Friday, 30 October 2009

"The status of your UCAS application has changed"...


Why hello there, conditional offer from the University of Kent.
_
Update: Why hello there, conditional offer from the University of East Anglia!

Thursday, 29 October 2009

And do you take sugar?

We dressed up.


K did her make up magic.


We hauled garden furniture over fields and through forests.


We went back and got the camera stuff...

We took photos.


We had fun.



Let it never be said I don't hold flippin' good birthday parties.

Sunday, 25 October 2009

Week 7.52

Three little birds, sat on my window/And they told me I don't need to worry./Girl, put your records on, tell me your favourite song/You go ahead, let your hair down/You're gonna find yourself somewhere, somehow.
- Corinne Bailey Rae, 'Put Your Records On'

Thursday, 22 October 2009

QT.

I could write a post about the taboo issue of immigration and the stance of the mainstream parties.
I could write a post about working class issues, and the real reason so many people vote for the BNP.
I could write a post about the effects of an economic downturn, and the jobs our asylum seekers find themselves working.
I could write a post about the right way to beat fascists*, and the role of the BBC in all this.

But it's late, and as it happens I've found someone else to do it for me.



(*with a baseball bat.)

Wednesday, 21 October 2009

The big One-Eight.

Yes indeed, my wonderful friend (known-here-only-as) K turns eighteen today!


Look at her. Isn't she radiant? She is smart, witty, eloquent, artsy, creative, goofy, loyal, brave, beautiful, intelligent, and, in Heather's words, far more brilliant than she gives herself credit for.

I mean, who would Heather be if it weren't for K?


I'm afraid I don't have a long, romantic story to describe how we became friends. It all happened rather quickly. I have a hazy memory of tents and non-stop walking, earwigs, charities, and a notebook. No idea what it all means. But in any case, you know the sort. And she is the epitome of a girl's best friend.

Happy birthday, sweetie.

Monday, 19 October 2009

UCAS: SENT

I am one, large step closer to getting here.

Or possibly here.

Or maybe here or here or here.

Not as close as E is, though. He called me this evening, as I was on my way to music lessons. He has an offer of AAB for English at the UEA.
...Now I can't stop refreshing my email.

_

Update: Oh dear. Oh dear oh dear oh dear.

Sunday, 18 October 2009

October is Breast Cancer Awareness Month

You see, my 52 this week isn't just an excuse to find a crazy metaphor and dress up in my ballet gear and go prancing around in a field.


Ok, maybe it is a little bit.


But it's also a tribute to Cancer Research UK's Breast Cancer Awareness Month. One in nine women will be diagnosed with breast cancer during their lifetime, and about 12,000 women die from breast cancer each year in the UK. (Of course, breast cancer affects men too - but I couldn't persuade E to put on a leotard for this shoot).


This month, donate to Cancer Research UK to help them with their fabulous work.

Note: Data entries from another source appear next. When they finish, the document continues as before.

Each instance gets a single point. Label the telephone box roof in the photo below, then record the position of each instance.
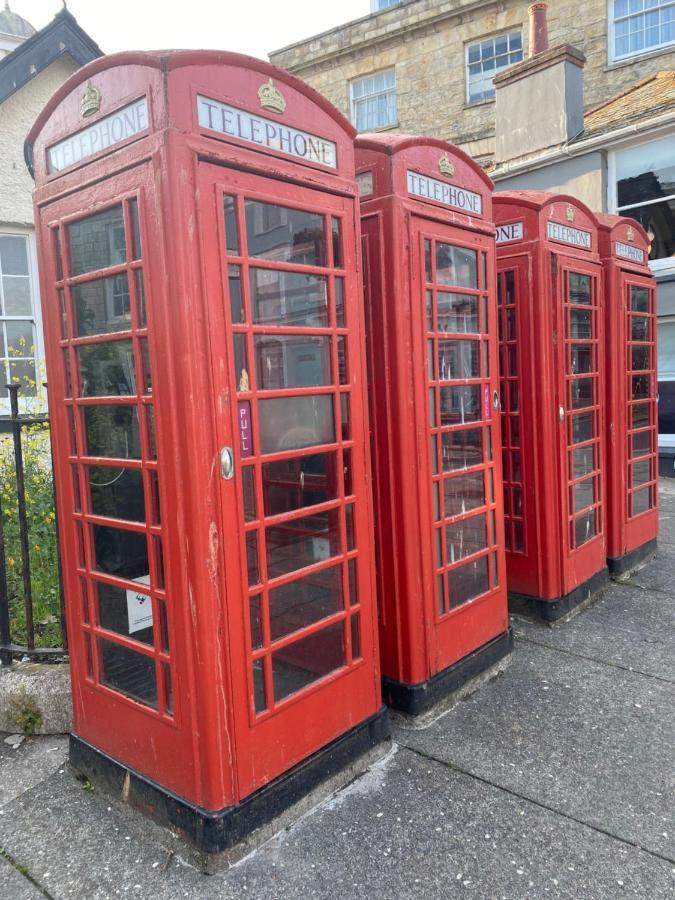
(391, 144)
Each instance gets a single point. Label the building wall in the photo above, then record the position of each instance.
(425, 41)
(17, 114)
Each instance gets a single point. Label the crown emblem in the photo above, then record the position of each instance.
(445, 167)
(271, 98)
(91, 101)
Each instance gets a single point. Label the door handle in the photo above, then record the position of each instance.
(226, 463)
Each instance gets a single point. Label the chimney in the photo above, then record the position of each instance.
(540, 101)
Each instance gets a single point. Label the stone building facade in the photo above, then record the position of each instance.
(426, 43)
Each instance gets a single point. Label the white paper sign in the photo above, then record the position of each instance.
(508, 233)
(575, 236)
(259, 130)
(442, 192)
(139, 607)
(111, 130)
(629, 252)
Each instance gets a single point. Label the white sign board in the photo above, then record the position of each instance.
(244, 125)
(556, 231)
(633, 253)
(139, 607)
(442, 192)
(510, 232)
(111, 130)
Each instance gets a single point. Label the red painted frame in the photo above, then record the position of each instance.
(418, 639)
(627, 531)
(209, 747)
(550, 563)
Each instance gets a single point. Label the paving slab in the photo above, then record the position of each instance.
(589, 740)
(628, 627)
(32, 761)
(409, 828)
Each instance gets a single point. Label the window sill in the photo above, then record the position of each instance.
(638, 57)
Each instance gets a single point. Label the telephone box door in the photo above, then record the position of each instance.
(287, 358)
(456, 321)
(579, 345)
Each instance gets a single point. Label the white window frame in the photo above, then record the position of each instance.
(38, 404)
(611, 36)
(493, 37)
(353, 101)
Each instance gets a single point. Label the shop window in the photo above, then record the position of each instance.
(373, 101)
(485, 58)
(638, 26)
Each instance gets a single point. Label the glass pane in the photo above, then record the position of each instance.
(460, 404)
(129, 672)
(465, 537)
(289, 423)
(305, 601)
(125, 612)
(580, 323)
(457, 312)
(120, 552)
(289, 298)
(462, 449)
(581, 390)
(458, 359)
(292, 361)
(463, 493)
(582, 427)
(467, 581)
(580, 288)
(294, 483)
(302, 542)
(456, 266)
(307, 660)
(102, 306)
(112, 431)
(284, 234)
(107, 369)
(231, 230)
(117, 493)
(97, 241)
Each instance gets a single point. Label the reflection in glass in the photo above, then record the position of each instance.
(457, 312)
(305, 661)
(456, 266)
(112, 431)
(302, 542)
(97, 241)
(129, 672)
(467, 581)
(307, 600)
(284, 234)
(289, 423)
(289, 298)
(107, 369)
(102, 306)
(117, 493)
(291, 484)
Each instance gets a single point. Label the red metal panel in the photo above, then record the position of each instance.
(433, 372)
(552, 353)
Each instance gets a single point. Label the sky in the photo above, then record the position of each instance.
(255, 27)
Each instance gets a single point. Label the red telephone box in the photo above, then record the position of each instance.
(197, 217)
(632, 439)
(431, 322)
(553, 383)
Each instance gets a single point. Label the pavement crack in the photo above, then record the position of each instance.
(552, 809)
(23, 871)
(602, 662)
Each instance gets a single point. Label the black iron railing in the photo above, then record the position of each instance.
(10, 601)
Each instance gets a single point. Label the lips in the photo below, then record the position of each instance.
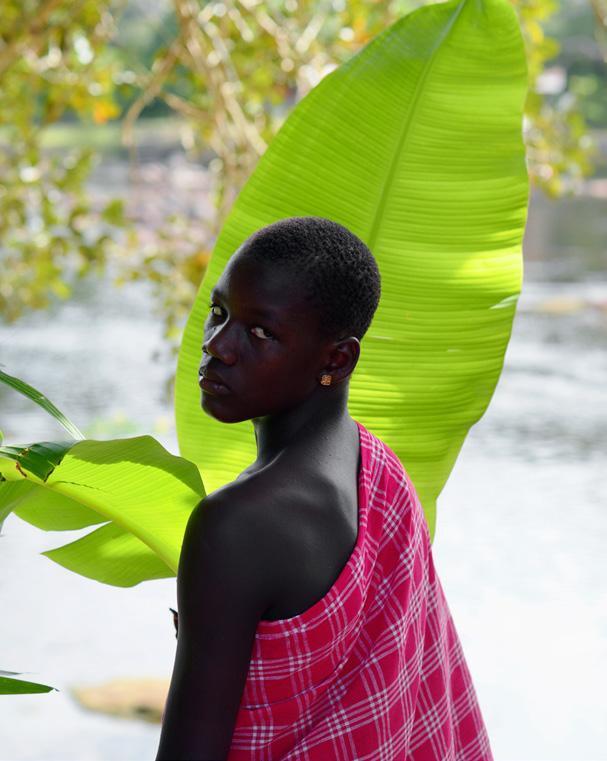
(211, 381)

No loose change? Try looking here.


Breast cancer is the most common cancer among women in the UK, but - thanks to work done by cancer charities like Cancer Research UK - early breast cancer can usually be cured and each generation of women has a better chance of surviving breast cancer than their mothers' generation. Donate here.

Week 6.52


Just do the steps that you've been shown/By everyone you've ever know/Until the dance becomes your very own
- Jackson Browne, 'For a Dancer'

Wednesday, 14 October 2009

Clair de lune and Clangers

My singing teacher Gareth is amazing. He's the only other person I've ever met who gets that, unless you do it for a living, singing isn't an activity but a state. Which means that on days when college has been crappy and I've been rushed to catch the bus, I haven't eaten anything since lunch and I've got an essay to finish when I get home, I can turn up for my lesson and won't have to open my mouth for the first twenty minutes.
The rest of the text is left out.